A veces, esto conduce a una hospitalización involuntaria las 24 horas, y cuando esto sucede, un curador psiquiátrico asignado por el estado puede hacerse cargo, y tomar decisiones críticas sobre la atención de la salud para una persona a quien se considera mentalmente inestable.

Pero una nueva investigación, realizada en California, advierte que una vez se ha establecido una curaduría, hay un riesgo muy real de que un individuo sin hogar acabe atrapado en un hospital psiquiátrico durante semanas o meses, lo que supera con creces lo que se necesita, y mucho más tiempo que la atención hospitalaria que se provee a los pacientes que no están sin hogar.

La conclusión, según la investigadora principal Kristen Choi, es que "nuestros sistemas de atención de la salud mental no satisfacen las necesidades de los individuos que no tienen hogar en todos los niveles". Choi es profesora asistente de las facultades de enfermaría y salud pública de la Universidad de California, en Los Ángeles (UCLA).

Los contribuyentes también pagan un alto precio: el equipo de Choi estima que atender a una persona sin techo en un pabellón psiquiátrico de California cuesta 767 dólares al día (casi 280,000 dólares al año), en comparación con menos de 14,000 dólares para proveerles una vivienda durante todo el año. La mayoría de los pacientes del estudio carecían de seguro.

Una opción que es el último recurso

En su investigación, el equipo de la UCLA monitorizó el progreso de casi 800 residentes de Los Ángeles, de 18 a 56 años, que fueron hospitalizados de manera involuntaria en un centro psiquiátrico sin fines de lucro de la "red de seguridad" en algún momento entre 2016 y 2018.

Poco más de la mitad de los pacientes tenían vivienda y nunca acabaron en una curaduría. En estos casos, si fueron hospitalizados en general fue por menos de dos semanas, encontró el equipo de Choi.

Pero casi la mitad de los admitidos a la atención psiquiátrica eran personas sin hogar. En ese grupo, alrededor de uno de cada siete fue asignado a una curaduría de salud mental, según el informe.

Una vez se había tomado este paso, estos pacientes con frecuencia se enfrentaban a "unas estadías hospitalarias muy largas", que duraban en promedio unos cinco meses, aunque algunas duraron incluso más, apuntó Choi.

Una curaduría de salud mental es "un proceso legal estricto", añadió.
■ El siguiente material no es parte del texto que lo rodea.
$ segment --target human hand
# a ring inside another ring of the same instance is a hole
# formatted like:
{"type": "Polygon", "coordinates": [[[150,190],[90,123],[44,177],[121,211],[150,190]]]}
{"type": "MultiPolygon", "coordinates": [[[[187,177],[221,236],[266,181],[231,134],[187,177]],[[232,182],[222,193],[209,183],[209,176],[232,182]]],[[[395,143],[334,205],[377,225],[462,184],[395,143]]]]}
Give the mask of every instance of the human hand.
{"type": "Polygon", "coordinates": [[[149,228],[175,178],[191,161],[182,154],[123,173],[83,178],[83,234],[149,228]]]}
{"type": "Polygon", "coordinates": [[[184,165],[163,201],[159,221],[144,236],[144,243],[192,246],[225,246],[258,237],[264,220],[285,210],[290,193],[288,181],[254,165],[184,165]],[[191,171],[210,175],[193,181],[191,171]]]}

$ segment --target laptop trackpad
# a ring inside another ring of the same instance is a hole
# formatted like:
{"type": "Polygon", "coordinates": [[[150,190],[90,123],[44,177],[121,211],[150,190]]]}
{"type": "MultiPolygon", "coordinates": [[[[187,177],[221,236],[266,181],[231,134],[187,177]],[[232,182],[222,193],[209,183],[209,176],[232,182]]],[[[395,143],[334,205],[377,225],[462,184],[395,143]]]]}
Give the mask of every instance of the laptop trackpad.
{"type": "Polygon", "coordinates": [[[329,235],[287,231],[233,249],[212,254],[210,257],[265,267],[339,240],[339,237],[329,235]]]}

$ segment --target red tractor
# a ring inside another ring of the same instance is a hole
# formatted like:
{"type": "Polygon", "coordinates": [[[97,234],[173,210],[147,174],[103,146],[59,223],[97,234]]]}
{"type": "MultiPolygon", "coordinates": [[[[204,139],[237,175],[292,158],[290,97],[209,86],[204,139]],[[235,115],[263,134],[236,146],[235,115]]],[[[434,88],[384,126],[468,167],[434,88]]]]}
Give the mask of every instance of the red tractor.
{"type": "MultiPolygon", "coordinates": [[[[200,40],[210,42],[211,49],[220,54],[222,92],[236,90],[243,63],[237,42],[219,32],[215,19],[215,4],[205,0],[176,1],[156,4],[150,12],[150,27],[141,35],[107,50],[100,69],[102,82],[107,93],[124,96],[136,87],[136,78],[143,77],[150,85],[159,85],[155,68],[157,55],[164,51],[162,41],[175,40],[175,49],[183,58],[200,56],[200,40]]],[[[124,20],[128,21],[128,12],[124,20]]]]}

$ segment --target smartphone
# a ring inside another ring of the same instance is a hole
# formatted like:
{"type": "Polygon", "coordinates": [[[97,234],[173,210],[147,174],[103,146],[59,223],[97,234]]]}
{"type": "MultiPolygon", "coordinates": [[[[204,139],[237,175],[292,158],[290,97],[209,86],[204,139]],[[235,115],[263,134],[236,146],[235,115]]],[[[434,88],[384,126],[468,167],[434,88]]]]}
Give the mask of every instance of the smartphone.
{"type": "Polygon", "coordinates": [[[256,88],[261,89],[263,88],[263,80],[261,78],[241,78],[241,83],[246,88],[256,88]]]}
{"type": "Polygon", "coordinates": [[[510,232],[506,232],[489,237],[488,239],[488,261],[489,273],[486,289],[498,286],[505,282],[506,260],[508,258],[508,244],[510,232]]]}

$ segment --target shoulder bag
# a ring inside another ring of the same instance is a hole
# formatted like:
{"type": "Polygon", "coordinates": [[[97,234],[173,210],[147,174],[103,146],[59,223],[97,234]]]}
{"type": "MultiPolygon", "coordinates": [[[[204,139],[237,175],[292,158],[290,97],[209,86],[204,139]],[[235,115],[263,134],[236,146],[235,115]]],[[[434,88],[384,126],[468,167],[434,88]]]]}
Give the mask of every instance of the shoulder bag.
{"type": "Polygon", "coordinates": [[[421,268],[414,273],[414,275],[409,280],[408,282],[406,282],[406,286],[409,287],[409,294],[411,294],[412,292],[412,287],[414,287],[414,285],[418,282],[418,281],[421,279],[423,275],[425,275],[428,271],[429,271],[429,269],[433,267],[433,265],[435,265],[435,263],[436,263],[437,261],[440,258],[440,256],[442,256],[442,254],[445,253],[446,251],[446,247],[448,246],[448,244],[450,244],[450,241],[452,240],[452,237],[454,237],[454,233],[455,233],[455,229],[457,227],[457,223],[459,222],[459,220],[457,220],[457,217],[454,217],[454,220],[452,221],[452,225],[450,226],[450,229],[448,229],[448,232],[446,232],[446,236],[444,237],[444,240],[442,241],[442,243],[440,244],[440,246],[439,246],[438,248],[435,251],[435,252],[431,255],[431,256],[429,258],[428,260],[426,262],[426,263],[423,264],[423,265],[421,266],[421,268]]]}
En California, es un tipo de opción de último recurso altamente restringida, diseñada para unas duraciones limitadas con el fin de proteger a los pacientes con discapacidad mental en quienes "se han agotado todas las demás opciones de tratamiento", explicó Choi.

"Las curadurías de salud mental son para individuos que están 'gravemente discapacitados' por una grave enfermedad de la salud mental, como la esquizofrenia, el trastorno bipolar, u otros trastornos de la salud mental", enfatizó. Si no pueden alimentarse, vestirse o tener una vivienda por sí mismos, se considera que estos pacientes necesitan un curador que pueda intervenir para tomar decisiones sobre el tratamiento de la salud mental.

(Como tal, esta medida no debe confundirse con el caso de Britney Spears, que recibió tanta publicidad, cuya curaduría era de la variedad de asuntos financieros/patrimonial. La estrella del pop nunca perdió su capacidad de tomar sus propias decisiones de salud mental).

Una vez los pacientes alcanzan la estabilidad suficiente, las curadurías de salud mental deben finalizar, y los pacientes cambian de un hospital psiquiátrico involuntario a un modelo de atención voluntaria basada en la comunidad.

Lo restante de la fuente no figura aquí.